Many activists recall leaving the bedside of an ill or dying friend to march arm-in-arm through the streets, shouting chants. They released the bottled up feelings of desperation, grief, and anger to the group. Often amidst the spectacle and shouting, tears streamed down faces. People hugged and comforted one another. Demonstrations have strategic objectives with fact sheets listing demands, but they also bring people out of isolation and shame, empowering the participants to continue the struggle. The small affinity groups in which individuals collectively train, brainstorm ideas for spectacles, and create costumes and signs, over time also serve multiple purposes-creating care groups for members who are ill, opportunities for people to self-actualize by taking on new responsibilities or by "being gay" in front of others for the first time, and forming lifelong friendships.

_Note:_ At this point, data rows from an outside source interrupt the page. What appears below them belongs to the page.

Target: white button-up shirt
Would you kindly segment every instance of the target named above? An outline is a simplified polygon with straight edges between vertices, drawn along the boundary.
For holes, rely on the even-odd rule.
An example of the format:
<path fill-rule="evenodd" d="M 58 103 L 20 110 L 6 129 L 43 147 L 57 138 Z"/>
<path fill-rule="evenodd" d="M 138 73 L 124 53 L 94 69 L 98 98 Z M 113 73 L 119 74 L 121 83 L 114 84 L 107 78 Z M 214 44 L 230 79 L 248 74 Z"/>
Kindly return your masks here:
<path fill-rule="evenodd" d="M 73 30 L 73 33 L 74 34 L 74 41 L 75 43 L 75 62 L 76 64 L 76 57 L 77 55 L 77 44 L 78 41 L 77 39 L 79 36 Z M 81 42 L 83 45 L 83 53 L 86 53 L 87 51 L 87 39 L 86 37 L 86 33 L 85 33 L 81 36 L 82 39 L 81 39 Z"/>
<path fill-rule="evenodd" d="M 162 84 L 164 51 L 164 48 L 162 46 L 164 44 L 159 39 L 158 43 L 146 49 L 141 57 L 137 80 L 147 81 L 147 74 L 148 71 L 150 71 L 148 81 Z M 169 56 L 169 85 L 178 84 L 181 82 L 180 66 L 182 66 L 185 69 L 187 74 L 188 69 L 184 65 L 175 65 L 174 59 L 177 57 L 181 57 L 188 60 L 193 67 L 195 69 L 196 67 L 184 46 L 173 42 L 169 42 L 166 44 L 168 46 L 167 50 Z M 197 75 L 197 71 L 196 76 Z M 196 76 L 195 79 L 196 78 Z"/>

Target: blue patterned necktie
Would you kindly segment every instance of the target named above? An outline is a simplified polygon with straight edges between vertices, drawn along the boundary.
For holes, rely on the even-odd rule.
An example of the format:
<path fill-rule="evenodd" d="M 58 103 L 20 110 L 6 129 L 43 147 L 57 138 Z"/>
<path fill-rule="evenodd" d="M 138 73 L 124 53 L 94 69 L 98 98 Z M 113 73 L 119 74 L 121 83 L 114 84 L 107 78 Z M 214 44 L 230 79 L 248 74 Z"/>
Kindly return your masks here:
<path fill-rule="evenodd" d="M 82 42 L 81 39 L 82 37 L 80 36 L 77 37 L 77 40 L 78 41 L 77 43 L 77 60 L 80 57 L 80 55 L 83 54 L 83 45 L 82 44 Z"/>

Collective self-empowerment is an ongoing process across the world. When Thai activist Paisan Tha-Ud stood up last year at the International Harm Reduction Conference and identified himself as an HIV-positive drug user, he defined the terms of an identity of resistance. When people with HIV in St. Petersburg stage a World AIDS Day demonstration, this tells the world that a community is mobilized. Through this identification, we can claim our rights.
In his essay, "Invisible Women: Class, Gender and HIV," (in Infections and Inequalities, University of California Press, 1999) Paul Farmer warns us that we often exaggerate personal agency because of Western society's fixation on the individual as a unit of explanation. The individual in American society is expected to be an independent, autonomous unit, concerned primarily with pursuing individual desires. Most folks, however, depending on their economic and social location and gender, see themselves embedded in families, work environments, and social networks, with their norms and constraints, which provide them with the opportunity for survival and meaning.
The danger of self-empowerment rhetoric, notes Farmer, is that it can easily slide into blame of the individual. "There is nothing wrong with underlining personal agency," writes Farmer, "but there is something unfair about using personal agency as a basis for assigning blame while simultaneously denying those who are blamed the opportunity to exert agency in their lives." Attempting to change individual low-self-esteem and powerlessness-unless it is combined with collective action-deflects attention away from the real engines of the AIDS pandemic: the structures of inequality that condition vulnerability and risk and limit people's options and access to resources.